Women’s league heavyweights such as Bathable Dlamini might not have any leeway to exert power and influence in the election of the new ANC leadership
The ANC Women’s League (ANCWL) is unlikely to choose new leaders before the party holds its national conference in December.
This came out during the first media briefing by the league’s newly-constituted national task team (NTT) at Luthuli House on Tuesday.
Speaking to the Mail & Guardian on the sidelines of the briefing, national coordinator Maropene Ramokgopa said the league will still have voting rights during the December conference.
“The delegates we are going to take as the delegation of the ANCWL might not even be the NTT [national task team], it might be any branch member of the ANCWL, so that is how it works. We will be invited as a league [with] the voting rights of a league,” she said.
This could mean that the league’s leaders such as Bathable Dlamini might be cut at the knees in any attempts to exert power and influence in the election of the new ANC leadership in December. With the national task team having been given nine months to hold its conference, this also means the league is unlikely to endorse any of its members or preferred candidates to go up against the party’s president, Cyril Ramaphosa.
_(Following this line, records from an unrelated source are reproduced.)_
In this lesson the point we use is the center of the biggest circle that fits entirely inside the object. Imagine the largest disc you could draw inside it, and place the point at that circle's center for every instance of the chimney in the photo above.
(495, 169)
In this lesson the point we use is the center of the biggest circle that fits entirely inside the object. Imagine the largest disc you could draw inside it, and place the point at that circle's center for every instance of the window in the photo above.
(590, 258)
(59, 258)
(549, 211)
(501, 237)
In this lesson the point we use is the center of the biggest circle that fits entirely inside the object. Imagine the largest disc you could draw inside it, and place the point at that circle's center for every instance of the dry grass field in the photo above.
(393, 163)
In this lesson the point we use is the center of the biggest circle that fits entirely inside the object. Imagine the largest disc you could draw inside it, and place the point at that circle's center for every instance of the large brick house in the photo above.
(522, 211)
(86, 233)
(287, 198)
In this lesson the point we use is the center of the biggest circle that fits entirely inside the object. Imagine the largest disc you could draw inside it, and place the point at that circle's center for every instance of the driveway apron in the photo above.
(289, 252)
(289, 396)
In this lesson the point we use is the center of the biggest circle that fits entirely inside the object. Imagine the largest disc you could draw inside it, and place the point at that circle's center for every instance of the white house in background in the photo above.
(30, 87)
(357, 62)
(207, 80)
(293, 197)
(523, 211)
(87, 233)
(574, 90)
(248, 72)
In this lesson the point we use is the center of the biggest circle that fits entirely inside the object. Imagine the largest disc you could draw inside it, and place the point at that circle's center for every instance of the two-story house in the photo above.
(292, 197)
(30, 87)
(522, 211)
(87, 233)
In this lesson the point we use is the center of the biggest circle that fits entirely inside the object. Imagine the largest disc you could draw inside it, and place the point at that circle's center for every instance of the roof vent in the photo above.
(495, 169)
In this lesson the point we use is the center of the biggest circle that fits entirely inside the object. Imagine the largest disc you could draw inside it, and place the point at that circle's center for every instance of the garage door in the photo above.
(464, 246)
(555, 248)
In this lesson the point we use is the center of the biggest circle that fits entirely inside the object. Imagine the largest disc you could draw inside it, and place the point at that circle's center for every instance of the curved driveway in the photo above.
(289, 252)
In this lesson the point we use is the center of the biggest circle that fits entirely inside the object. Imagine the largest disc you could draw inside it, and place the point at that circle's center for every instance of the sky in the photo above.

The national task team held its first meeting on Monday, where the former top brass handed over their books. This included a detailed organisational report by former secretary general Meokgo Matuba.
Dlamini, who is due to appear before the party’s integrity committee for her conviction for perjury, made the cut in the national working task team (NWTT), which will deal with the day-to-day agenda of the league, while controversial and outspoken leader Nomvula Mokonyane, who has been tipped to lead the league in the past, failed to get in.
Another league leader who was glaringly absent from the national working task team was former treasurer general Maite Nkoana-Mashabane, who was the league’s preferred candidate for the same position in the ANC at the ruling party’s 2017 Nasrec conference.
During her tenure as bookkeeper, the league’s finances were under strain. Although Nkoana-Mashabane has not been blamed for the ailing finances, during her term over R10-million went missing from the league’s kitty dedicated to its Malibongwe Women’s Development Trust, which is meant to help small-scale organisations headed by women.
Ramokgopa said the national working task team was established to ensure a generational and geographical balance.
“There was no vote of confidence on anyone. The members of the NTT, which were in the previous national executive committee, did not come as a unit. They came as individuals,” she said, adding that the NTT members would divide their work among each other in different subcommittees ahead of the ANC policy conference taking place later this month.
She said it had been acknowledged that the league had no organisation, leading to a decision that all structures whose term of office had lapsed should be disbanded ahead of the league’s conference, expected to take place later this year.
The league was disbanded in April after the ANC accepted a recommendation from Thandi Modise, who was appointed by the national executive committee (NEC) to head a panel to evaluate the status of the league ahead of its conference.
This was after Dlamini was found guilty of lying under oath during an inquiry about her role in the 2018 South African Social Security Agency grant payments debacle. She was minister of social development at the time.
In an extended national working committee (NWC) meeting in April, Dlamini fought for the position of task team convenor but this was rejected, with Ramaphosa’s allies arguing she would use the task team to ensure she emerged as the league’s president for another term.
In June, the NEC adopted a recommendation by the NWC that the former speaker of the national assembly, Baleka Mbete, lead the task team through the position of convenor.
Ramaphosa’s adviser, Maropene Ntuli, would be the coordinator, along with another of the president’s allies, Free State women’s league leader MaQueen Letsoha, charged with the league’s books.
In February, the M&G reported that Matuba had delivered a damning report revealing that the league had no functioning branches, regions and provincial structures in most provinces.
Matuba is said to have highlighted another problem — that five of the women’s league’s provincial secretaries were not working full-time and had been deployed to the government. Insiders also said the NWC heard how branch audits on the league’s readiness for a conference were moving at a snail’s pace because the branches were dysfunctional.
Matuba said the mandates of the league’s structures had expired, that there was very slow intake of new members and many of its branches failed to reach quorum when they met.
The league’s provincial executive committee resolved to suspend chairperson Fetsang Molosiwa, secretary Bridget Tlhomelang and treasurer Manketse Tlhape, and opened criminal charges of fraud and corruption over the disappearance of R2-million from its North West kitty.
Matuba was cagey when asked if the league had made any progress in its investigation against the three provincial leaders in this matter.